Lilly stepped out of the gazebo. She reached above her and broke a small branch from the tree there. “I’ve been in mourning all my life.” Her face looked toward the thick pleats of the afternoon sky. “That’s where my heart is,” Lilly said. “Look here, Anna.” She came back inside the gazebo and sat beside me on the bench. She peeled the black bark off the branch with her fingernails. There lay the white wood, revealed, shiny and damp beneath. “Love can do this to your heart,” she said softly. “It can be like a blade whittling your heart clean for you until there isn’t anything left.

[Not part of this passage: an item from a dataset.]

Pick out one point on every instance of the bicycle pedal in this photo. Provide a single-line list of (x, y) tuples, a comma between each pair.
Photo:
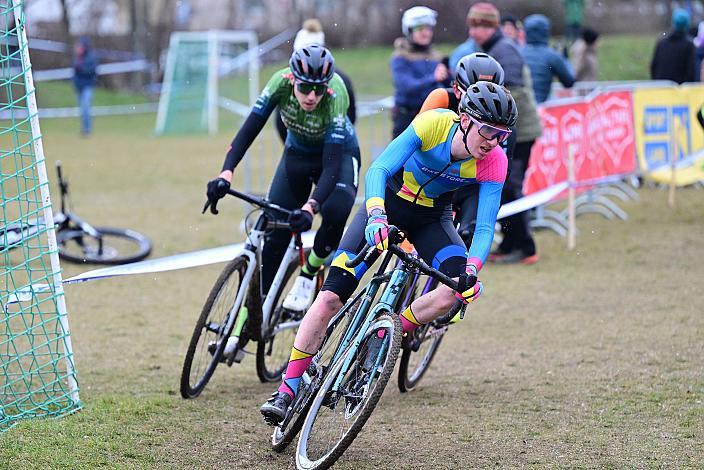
[(236, 357)]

“Don’t tell anyone our secrets,” she added. “Cross your heart. People won’t like us if they know we’ve suffered. They’d only pity us. Look at the weeping willow, Anna,” she said. “When I’m missing your father, I think about those long arms weighed down by so many leaves. I think about abundance. How long it lasts, even when you can no longer see or feel it.” She held out her arms as if she were embracing the air. “Sometimes all I need is to be outside, with my lovely daughter, underneath the trees. It’s the rest of the world that takes the life out of me.”
Like my mother I found comfort in a certain kind of feeling that would overcome me when I looked at a cornflower blue sky, or a simple wildflower, or a complicated tree. But the feeling wouldn’t last long before I’d be flooded with anxiety. I knew at an early age that you couldn’t live peacefully in isolation. There would always be a window to hold your nose against and wish that what was behind it was your own.

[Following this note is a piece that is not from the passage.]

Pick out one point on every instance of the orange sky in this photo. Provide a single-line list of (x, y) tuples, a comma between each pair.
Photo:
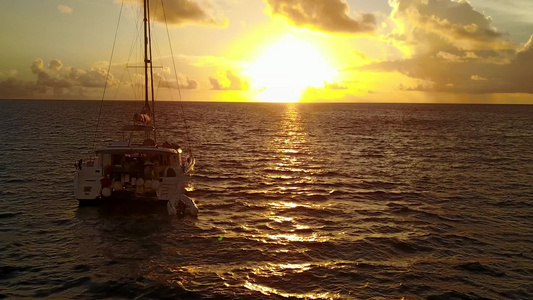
[(275, 50)]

Austin never came right out and asked me to be his girlfriend. It was just understood after the night of his party that we were together. Austin and I worked out a scheme when we
wanted to spend the night together. I told my mother I was sleeping at Maria’s house, though by then Maria and I weren’t even talking.

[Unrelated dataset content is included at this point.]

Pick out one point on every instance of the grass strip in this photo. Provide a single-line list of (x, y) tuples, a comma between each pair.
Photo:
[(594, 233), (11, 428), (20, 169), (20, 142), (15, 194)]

Austin picked me up and we drove out to the track. He had befriended one of the trainers, a guy in his thirties named Beep, who always wore the same plaid work shirt and cowboy boots no matter how hot out it was. His front teeth were stained with nicotine. He let Austin use his windowless cement tack room off the stables, and it was there that I let him inside me, amid the sounds of horses snorting and people walking back and forth from the paddocks to the barn, in the dirt and dust and hay.
It’s funny how
we enter people’s lives and then realize we’ve walked into a deep and long history that shapes and gives form to our every moment. Once Austin graduated and began spending most of his time at the track, he began to change. After my shift at the diner, he picked me up in his noisy Mustang and popped open a beer from a six-pack he kept under the seat, and we’d drive out to the track. He began hanging out with Beep in his free time and placing bets on the races. We’d get there almost every night toward the end of June for the last few races. If Austin was winning he was high with adrenaline, but if the horses didn’t perform to his expectations, he chewed the inside of his cheek and kicked the fence circling the track. Even if Austin wasn’t betting, he always had a horse picked out, and if the horse didn’t do well he took it personally, like he had made a bad decision. He seemed to put his whole life into it. I was jealous of it, Austin’s commitment to anything beyond me.